7, dude, don’t you know anything about numbers? Seriously though, there is no right number and I never indicated otherwise.
All I _said_ was that people would do well to understand what their time horizon was and include that in their evaluation process. The longer the time horizon, the easier it is to get the buy numbers to work. Simple stuff.
And please stop with the notion that I’m agreeing with you regarding rent/buy. Among other things, I’ve uttered it myself as far back as 3 years; I wasn’t aware you’re the resident piggington “rent/buy” guy; wasn’t what I was talking about here; and finally, while a good rule of thumb, again, at an individual level, one has be honest with themselves with regard to what their plans are. Finally finally, never forget that life and the world throw wrenches into the works at times. Not a bad idea to run a few of the more likely scenarios. And that brings me to…

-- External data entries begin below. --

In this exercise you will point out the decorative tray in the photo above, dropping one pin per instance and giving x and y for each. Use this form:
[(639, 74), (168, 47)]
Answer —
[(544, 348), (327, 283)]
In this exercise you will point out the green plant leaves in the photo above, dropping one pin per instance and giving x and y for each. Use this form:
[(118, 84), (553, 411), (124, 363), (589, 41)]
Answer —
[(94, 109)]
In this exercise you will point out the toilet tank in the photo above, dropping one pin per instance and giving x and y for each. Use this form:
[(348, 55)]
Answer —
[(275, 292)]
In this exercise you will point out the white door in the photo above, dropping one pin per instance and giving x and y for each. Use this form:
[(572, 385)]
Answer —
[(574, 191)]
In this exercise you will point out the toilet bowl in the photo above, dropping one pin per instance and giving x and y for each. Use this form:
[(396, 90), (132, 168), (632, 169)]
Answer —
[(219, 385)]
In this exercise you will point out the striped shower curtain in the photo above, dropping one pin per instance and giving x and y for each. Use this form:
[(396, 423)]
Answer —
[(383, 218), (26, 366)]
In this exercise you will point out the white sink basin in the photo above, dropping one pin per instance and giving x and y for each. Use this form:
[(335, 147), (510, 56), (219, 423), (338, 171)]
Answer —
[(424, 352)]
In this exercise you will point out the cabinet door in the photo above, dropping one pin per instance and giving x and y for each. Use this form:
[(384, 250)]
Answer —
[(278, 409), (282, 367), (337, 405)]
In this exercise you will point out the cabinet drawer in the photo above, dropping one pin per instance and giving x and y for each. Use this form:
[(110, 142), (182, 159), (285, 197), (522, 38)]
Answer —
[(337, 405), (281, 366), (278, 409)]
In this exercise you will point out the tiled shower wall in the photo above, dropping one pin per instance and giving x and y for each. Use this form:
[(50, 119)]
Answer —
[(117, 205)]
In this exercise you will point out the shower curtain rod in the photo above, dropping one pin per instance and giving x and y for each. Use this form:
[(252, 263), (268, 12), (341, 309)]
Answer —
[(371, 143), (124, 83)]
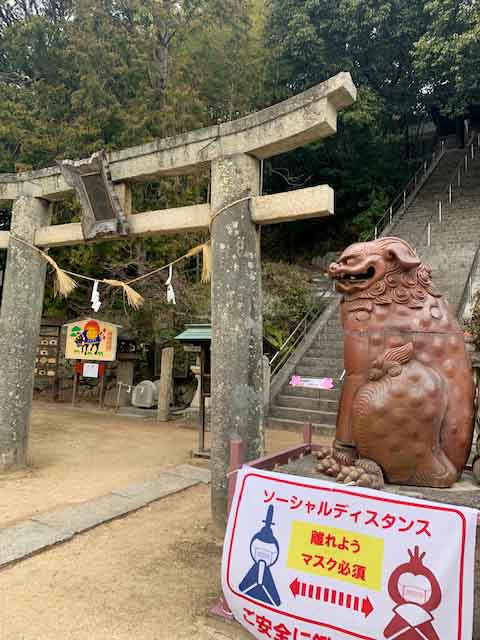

Well, weberlin’s got a scenario here that you’ve tried to model a bit. You’ve factored in a potential increase in his rental income, but you’ve neglected to consider the increases in property tax (straight 2% there), HOA (hard to believe it can go up from $330, but probably will in 5 years), loss of tax benefit (admit I’m a little out of my element here, but pretty sure it’s a hit), and any gap in occupancy. And even without that, I’m pretty sure he’d shelling out a few dollars every month (P&I $1,572, property taxe $300, HOA $330 = $2202). Hope the fridge doesn’t break.
weberlin, while I know this isn’t what you want to hear, remember that it could turn out differently and/or I might have something wrong. The big thing I’d recommend to you is that if you seriously have any plans of becoming a landlord, I’d get educated about all that well in advance.
For what it’s worth, I owned a house that was worth less than I paid for it for a good 8 years, but in the end, it all worked out just fine.